決勝戦は両部門とも大接戦に。来年の本大会は金メダリストとの対決も実現!?

 準決勝まで勝ち上がったのは、オープンの部は鹿麗會(地元の同級生3人、バルセロナ使用)、TEAM EBIHARA(茨城南青年会議所正会員5人、インテル使用)、ゴラ族(サッカーゴルフ&ウイニングイレブンつながり3人、リバプール使用)、われらTSP太陽(職場の同僚5人、バルセロナ使用)の4チーム。少年の部は、鉾二メロン'S(鉾田二高サッカー部3人、バルセロナ使用)、茨城県立大洗高等学校生徒会(生徒会役員とクライスメイト3人、リバプール使用)、国産タイピオカA5ランク~最終列車の音を添えて~(竹園高校パソコン部3人、バルセロナ使用)、フィーヴァー(水戸工業高校の同級生3人、バルセロナ使用)の4チームで、両部門とも以降の試合はYouTubeの「いばキラTV」など、複数のWEBサイトでライブ配信された。

 記念すべき大会で見事に優勝したのは、オープンの部は2-2の同点から7人目のキッカーまでもつれるPK戦を制した鹿麗會(しかれいかい)チーム。少年の部は、前半に相手のミスから得たチャンスから、L・スアレスが決めた先制ゴールを最後まで守り切ったフィーヴァーチームに決定した。優勝チームには、賞状と大会マスコットの「いばラッキー」のぬいぐるみがプレゼントされ、さらに鹿麗會チームには、9月23日の東京ゲームショウのKONAMIブース内で開催される「ウイニングイレブン2019 国内最強チーム決定戦」の出場権も併せて贈られた。今回の決勝戦と同様に幕張メッセでも勝負強さを発揮するのか、ぜひとも注目したい。

相手の7人目のPKを止め、見事オープンの部を制したのは、鹿島アントラーズのユニフォームを着て試合に臨んだ鹿麗會チーム。表彰式のプレゼンターを務めたのは、なんと茨城県の大井川和彦知事(右端)
PK1本の差で惜敗となった、準優勝のゴラ族チーム。ゴールを決めるとカメラ目線でパフォーマンスを披露して場内を盛り上げた
L・スアレスの虎の子の1点を守り抜き、少年の部で優勝したフィーヴァー(左)チーム
決勝戦では何度かあった決定機を逃し、1点に泣いた準優勝の鉾二メロン'Sチーム

 ところで、主催者はそもそもなぜ「プレ大会」を実施しようと考えたのだろうか? 現地で運営スタッフにお話を伺ったところ、「まだeスポーツがどんなものかを知らない人が多いですし、茨城には保守的なところがあるので、『それってゲームでしょ?』という抵抗がある人もいますので、まずは1度やってみて、eスポーツって実は面白いんだということを県民のみなさんに知ってもらいたかった」とのこと。当日はあいにくの雨模様だったこともあり、会場に足を運んだ人はお世辞にも多かったとは言えないが、オープンの部の決勝戦は大接戦になったこともあり、尻上がりに歓声が大きくなったことにはある程度の手応えをつかんたのではないだろううか。
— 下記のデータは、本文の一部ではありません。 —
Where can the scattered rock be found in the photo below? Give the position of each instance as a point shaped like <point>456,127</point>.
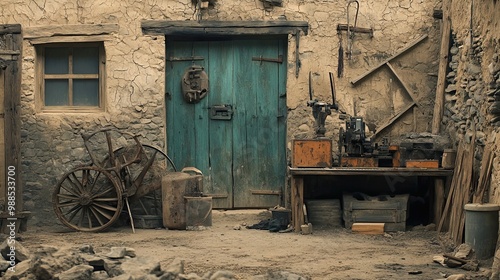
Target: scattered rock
<point>79,272</point>
<point>99,275</point>
<point>12,248</point>
<point>130,252</point>
<point>456,277</point>
<point>117,253</point>
<point>141,266</point>
<point>176,267</point>
<point>463,251</point>
<point>4,265</point>
<point>222,275</point>
<point>87,249</point>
 準決勝以降の試合がWEBサイトで配信されたことによって、参加したプレーヤーは自分たちの試合が世界中で観戦され、しかも自分の目の前にいるプロゲーマーから解説されるという、大会ならではの雰囲気を体験できたことは何よりの喜びだっただろう。試合後のインタビューでは、「来年もまた出場して県代表になりたい」と答えるプレーヤーも非常に多く、参加者側からは好評価を得ていたようだ。

 本大会の実施にあたり、筆者がひとつ気になったのは、オープンの部では当初の予定よりも多いチーム数で行なわれたこと。公式ホームページには募集は16チームで、応募多数の場合は抽選で出場チームを決定すると書いてあったが、実際には応募のあった全27チームを出場させていた。スタッフに伺ったところ、「少年の部の応募はちょうど16チームでした。オープンの部は、本当は抽選をするつもりでしたが、せっかく応募していただいたことですし、ちょっと無理をすれば全チームが出られるだろうということで抽選はしませんでした」とのことだった。
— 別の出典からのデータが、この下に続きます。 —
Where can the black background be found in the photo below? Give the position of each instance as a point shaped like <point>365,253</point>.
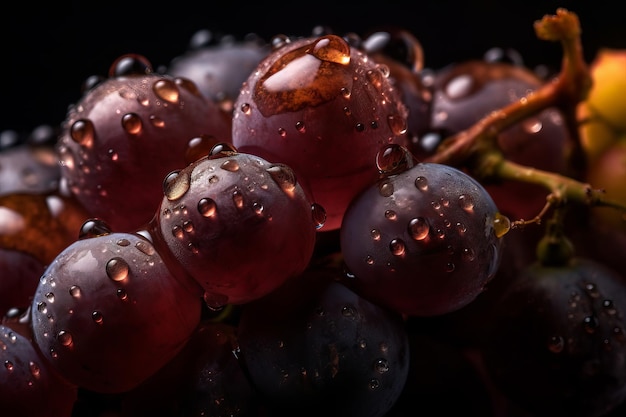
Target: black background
<point>48,50</point>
 今回はあくまで「プレ大会」であり、試合のルール自体に変更はなかったとはいえ、プロゲーマーを認定するJeSUという団体も共催している以上、1度公開した規定を予告なしに変更し、それを事前に告知しなかったのは正直どうだろうか。当日は機材のトラブルで準決勝の開始が25分ほど遅れるアクシデントも発生しており、これも含めて来年行なわれる本番においては、競技の公平・透明性を確保するためのさらなる配慮をお願いしたいところだ。
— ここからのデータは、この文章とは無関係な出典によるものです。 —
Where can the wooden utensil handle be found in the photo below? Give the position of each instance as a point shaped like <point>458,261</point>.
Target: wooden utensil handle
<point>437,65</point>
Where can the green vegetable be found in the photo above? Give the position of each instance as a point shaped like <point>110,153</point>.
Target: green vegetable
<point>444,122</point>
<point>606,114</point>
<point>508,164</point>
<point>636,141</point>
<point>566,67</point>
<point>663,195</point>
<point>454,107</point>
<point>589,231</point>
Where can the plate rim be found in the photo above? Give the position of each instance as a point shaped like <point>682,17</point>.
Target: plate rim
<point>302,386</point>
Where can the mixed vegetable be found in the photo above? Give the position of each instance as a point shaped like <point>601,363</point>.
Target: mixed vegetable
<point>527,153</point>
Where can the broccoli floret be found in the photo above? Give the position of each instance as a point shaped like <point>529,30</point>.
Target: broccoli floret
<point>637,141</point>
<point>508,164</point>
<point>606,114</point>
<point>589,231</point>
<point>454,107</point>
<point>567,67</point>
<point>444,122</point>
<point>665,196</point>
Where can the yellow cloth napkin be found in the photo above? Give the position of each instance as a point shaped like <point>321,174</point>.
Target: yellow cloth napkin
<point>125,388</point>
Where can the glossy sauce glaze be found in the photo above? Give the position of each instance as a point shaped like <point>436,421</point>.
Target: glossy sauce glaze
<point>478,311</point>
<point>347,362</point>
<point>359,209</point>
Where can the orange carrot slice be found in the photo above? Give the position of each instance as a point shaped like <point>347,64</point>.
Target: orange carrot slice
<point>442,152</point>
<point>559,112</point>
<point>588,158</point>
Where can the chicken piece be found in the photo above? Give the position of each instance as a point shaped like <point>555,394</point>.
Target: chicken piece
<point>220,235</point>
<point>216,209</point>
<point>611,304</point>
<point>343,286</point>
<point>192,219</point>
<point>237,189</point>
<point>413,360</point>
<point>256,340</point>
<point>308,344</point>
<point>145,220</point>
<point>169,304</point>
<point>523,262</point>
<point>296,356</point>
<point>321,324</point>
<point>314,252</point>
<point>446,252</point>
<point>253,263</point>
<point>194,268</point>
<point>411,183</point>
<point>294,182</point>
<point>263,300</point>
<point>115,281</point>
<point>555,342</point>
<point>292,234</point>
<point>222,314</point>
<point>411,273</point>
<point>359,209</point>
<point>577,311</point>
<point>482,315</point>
 また、表彰式にプレゼンターとして登壇した大井川和彦茨城県知事からは、「相原選手からは、来年の国体出場を目指したいと聞いていますので、この機会に有名プレーヤーにもどんどん参戦していただき、eスポーツ大会を盛り上げていきたい」との気になる発言があった。どうやら本番の国体で日本一を目指すためには、アジア最強の男を倒さねばならないようだ。我こそはと思うプレーヤーは、ぜひ国体にもチャレンジしてみてはいかがだろうか?

 なお、本大会の動画はYouTubeで視聴できるので(9月18日現在)、興味を持たれた方はぜひご覧になっていただきたい。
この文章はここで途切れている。